It is well known that a tooth socket will undergo significant resorption and remodeling following tooth extraction. Pietrokovsky and Massler documented alveolar bone dimension changes subsequent to tooth extraction forty-five years ago. Schropp et al. evaluated tissue changes on models following premolar and molar extractions and concluded that 50% of the ridge width was lost within one year following extraction. Two thirds of this resorption happened during the first 3 months.
In addition to alveolar ridge resorption in a horizontal dimension (decrease in width), changes in the vertical dimension of the ridge have been documented following tooth extraction in a canine model (Araújo & Lindhe 2005). The healing pattern of the extraction socket observed in the preclinical setting was further confirmed in human investigations (Iasella et al. 2003, Barone et al. 2008, Oghli et al. 2010). A systematic review (Van der Weijden et al. 2009) concluded that greater loss of ridge width is to be expected following extraction compared to loss of ridge height. Clinical mean reductions of 3.87mm and 1.87mm in ridge width and height, respectively, were reported. Radiographically, the mean reduction amounted 1.21mm and 1.53mm for ridge width and height, respectively. These results were confirmed by another systematic review (Tan et al. 2012).
If the extracted tooth is to be replaced, the unfavorable dimensional changes resulting from this healing process may necessitate advanced and technique sensitive guided bone regeneration (GBR) procedures prior to dental implant placement. In order to avoid GBR and limit these dimensional changes, grafting of the extraction socket with or without membrane coverage, also called ridge preservation procedure, have been advocated (Araújo & Lindhe 2009, Iasella et al. 2003, Darby et al. 2009, Vignoletti et al. 2012). In order to perform ridge preservation, typically, a graft material and some sort of a barrier (e.g. non-resorbable and resorbable membranes or collagen wound dressing) are used. A large variety of materials are available on the market for the purpose of ridge preservation. No material gold standard has yet been identified to date, which would ensure the best dimensional stability of the alveolar ridge (Darby et a. 2009, Vignoletti et al. 2012).

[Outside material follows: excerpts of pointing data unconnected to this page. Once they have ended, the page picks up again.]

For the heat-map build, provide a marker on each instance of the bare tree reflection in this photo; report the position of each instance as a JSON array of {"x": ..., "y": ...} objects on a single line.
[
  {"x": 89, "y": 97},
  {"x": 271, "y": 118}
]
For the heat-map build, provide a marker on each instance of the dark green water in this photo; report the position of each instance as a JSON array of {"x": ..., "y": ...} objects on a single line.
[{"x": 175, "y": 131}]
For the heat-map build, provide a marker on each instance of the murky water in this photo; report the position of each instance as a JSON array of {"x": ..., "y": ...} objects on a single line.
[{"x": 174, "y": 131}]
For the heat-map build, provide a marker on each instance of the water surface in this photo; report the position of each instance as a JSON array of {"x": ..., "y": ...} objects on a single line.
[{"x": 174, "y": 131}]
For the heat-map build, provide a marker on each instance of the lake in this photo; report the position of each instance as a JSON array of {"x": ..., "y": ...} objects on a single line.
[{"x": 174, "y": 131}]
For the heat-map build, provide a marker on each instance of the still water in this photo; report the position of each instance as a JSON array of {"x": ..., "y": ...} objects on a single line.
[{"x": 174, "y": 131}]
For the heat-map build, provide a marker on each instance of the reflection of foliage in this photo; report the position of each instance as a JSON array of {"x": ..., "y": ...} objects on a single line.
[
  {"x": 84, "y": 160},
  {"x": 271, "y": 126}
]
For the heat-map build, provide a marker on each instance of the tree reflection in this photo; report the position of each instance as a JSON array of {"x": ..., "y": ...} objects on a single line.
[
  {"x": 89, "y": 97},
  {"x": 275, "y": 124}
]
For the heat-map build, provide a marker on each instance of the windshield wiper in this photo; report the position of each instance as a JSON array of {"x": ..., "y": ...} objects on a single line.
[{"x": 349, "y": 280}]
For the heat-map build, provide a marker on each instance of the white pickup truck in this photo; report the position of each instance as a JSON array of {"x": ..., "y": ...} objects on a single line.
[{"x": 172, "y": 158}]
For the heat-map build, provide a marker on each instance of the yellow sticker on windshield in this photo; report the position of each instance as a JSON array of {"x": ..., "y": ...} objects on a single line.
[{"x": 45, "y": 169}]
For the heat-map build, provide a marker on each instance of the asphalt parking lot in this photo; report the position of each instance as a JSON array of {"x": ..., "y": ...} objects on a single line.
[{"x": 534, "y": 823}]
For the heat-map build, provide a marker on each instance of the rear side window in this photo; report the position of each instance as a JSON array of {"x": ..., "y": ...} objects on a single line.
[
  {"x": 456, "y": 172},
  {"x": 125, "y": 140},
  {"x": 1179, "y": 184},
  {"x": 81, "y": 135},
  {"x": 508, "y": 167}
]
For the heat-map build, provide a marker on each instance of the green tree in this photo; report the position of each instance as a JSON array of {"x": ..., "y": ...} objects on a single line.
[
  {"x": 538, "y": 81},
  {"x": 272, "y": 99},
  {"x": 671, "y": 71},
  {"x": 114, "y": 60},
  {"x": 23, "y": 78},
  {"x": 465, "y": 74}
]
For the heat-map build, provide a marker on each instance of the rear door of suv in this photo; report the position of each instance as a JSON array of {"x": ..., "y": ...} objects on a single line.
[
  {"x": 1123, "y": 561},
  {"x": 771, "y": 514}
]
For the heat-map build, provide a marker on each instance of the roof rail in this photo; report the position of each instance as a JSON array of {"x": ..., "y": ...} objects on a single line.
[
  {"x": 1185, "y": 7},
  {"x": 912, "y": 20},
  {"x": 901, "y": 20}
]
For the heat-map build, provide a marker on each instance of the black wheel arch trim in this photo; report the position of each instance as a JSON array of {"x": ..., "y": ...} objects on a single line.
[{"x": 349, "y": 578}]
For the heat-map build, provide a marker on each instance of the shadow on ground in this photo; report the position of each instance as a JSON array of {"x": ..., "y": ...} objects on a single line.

Current materials used as part of standard care in clinical practice include freeze dried bone allograft (FDBA) as a grafting material and a dense polytetrafluroethylene (dPTFE) non-resorbable membrane or a collagen wound dressing (Collaplug®, Zimmer Dental, Carlsbad, CA) to protect the extraction grafted site. It is currently now known how the use of a collagen wound dressing would compare to a non-resorbable membrane (which has been documented) and if any would lead to any substantial clinical advantages.
Therefore, the proposed research project will answer the following question:
What are the dimensional changes of the hard and soft tissues encountered following molar extractions with ridge preservation using FDBA and a collagen wound dressing?